As the drive towards a 5G future gathers momentum, the University of Surrey’s research into technology that could power countless internet enabled devices – including those needed for autonomous cars – has won over £1M from the Engineering and Physical Sciences Research Council (EPSRC) and industry partners.

Surrey’s Advanced Technology Institute (ATI) has been working on triboelectric nanogenerators (TENG), an energy harvesting technology capable of ‘scavenging’ energy from movements such as human motion, machine vibration, wind and vehicle movements to power small electronic components. 
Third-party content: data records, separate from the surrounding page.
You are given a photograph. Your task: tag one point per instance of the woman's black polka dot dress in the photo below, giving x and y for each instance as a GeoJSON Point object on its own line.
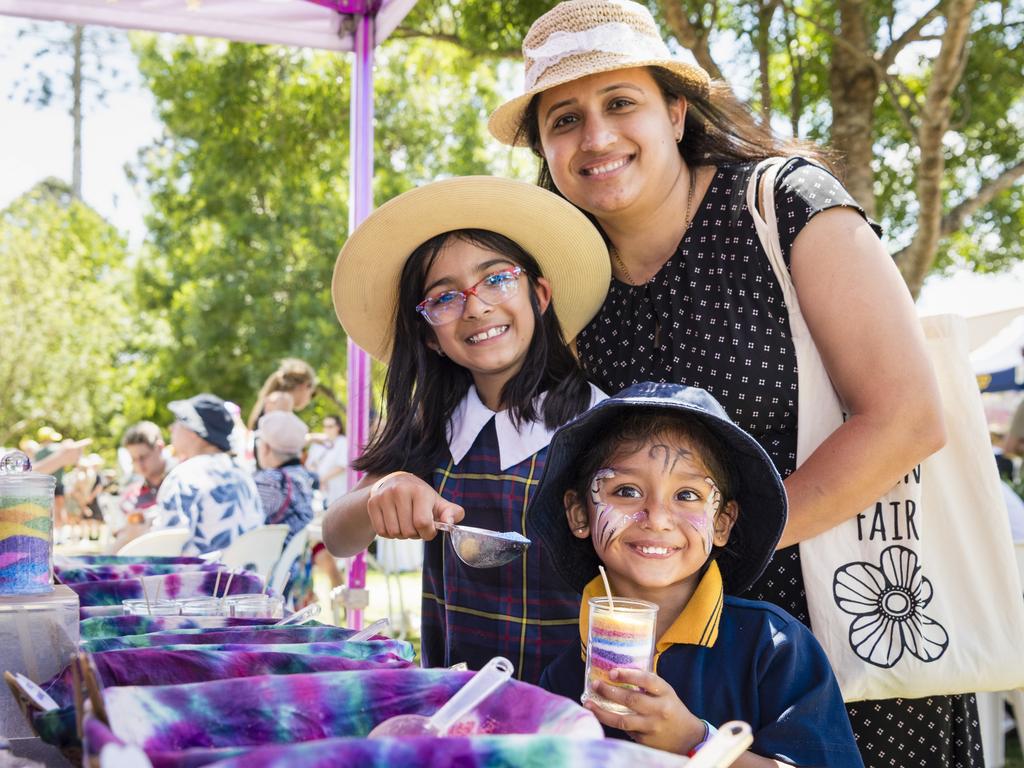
{"type": "Point", "coordinates": [714, 316]}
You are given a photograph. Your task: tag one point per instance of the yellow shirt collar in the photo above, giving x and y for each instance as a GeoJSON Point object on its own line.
{"type": "Point", "coordinates": [696, 625]}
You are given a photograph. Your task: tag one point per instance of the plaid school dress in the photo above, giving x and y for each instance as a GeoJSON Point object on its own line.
{"type": "Point", "coordinates": [521, 610]}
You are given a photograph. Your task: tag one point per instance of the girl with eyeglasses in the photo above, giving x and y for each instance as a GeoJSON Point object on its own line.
{"type": "Point", "coordinates": [469, 288]}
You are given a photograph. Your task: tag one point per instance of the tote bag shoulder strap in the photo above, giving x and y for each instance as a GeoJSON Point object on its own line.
{"type": "Point", "coordinates": [766, 223]}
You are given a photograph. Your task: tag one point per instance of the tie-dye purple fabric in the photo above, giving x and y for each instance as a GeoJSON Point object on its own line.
{"type": "Point", "coordinates": [303, 708]}
{"type": "Point", "coordinates": [74, 574]}
{"type": "Point", "coordinates": [189, 584]}
{"type": "Point", "coordinates": [196, 665]}
{"type": "Point", "coordinates": [168, 665]}
{"type": "Point", "coordinates": [480, 752]}
{"type": "Point", "coordinates": [91, 629]}
{"type": "Point", "coordinates": [236, 635]}
{"type": "Point", "coordinates": [78, 560]}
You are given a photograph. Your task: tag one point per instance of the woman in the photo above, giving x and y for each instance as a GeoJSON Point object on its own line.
{"type": "Point", "coordinates": [660, 157]}
{"type": "Point", "coordinates": [293, 377]}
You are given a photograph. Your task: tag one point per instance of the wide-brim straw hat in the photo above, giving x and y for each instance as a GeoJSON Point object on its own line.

TENG energy harvesting is based on a combination of electrostatic charging and electrostatic induction, providing high output, peak efficiency and low-cost solutions for small scale electronic devices. It’s thought such devices will be vital for the smart sensors needed to enable driverless cars to work safely, wearable electronics, health sensors in ‘smart hospitals’ and robotics in ‘smart factories.’ 

The ATI will be partnered on this development project with the Georgia Institute of Technology, QinetiQ, MAS Holdings, National Physical Laboratory, Soochow University and Jaguar Land Rover. 

Professor Ravi Silva, Director of the ATI and the principal investigator of the TENG project, said: “TENG technology is ideal to power the next generation of electronic devices due to its small footprint and capacity to integrate into systems we use every day. Here at the ATI, we are constantly looking to develop such advanced technologies leading towards our quest to realise worldwide “free energy”.

“TENGs are an ideal candidate to power the autonomous electronic systems for Internet of Things applications and wearable electronic devices. We believe this research grant will allow us to further the design of optimized energy harvesters.”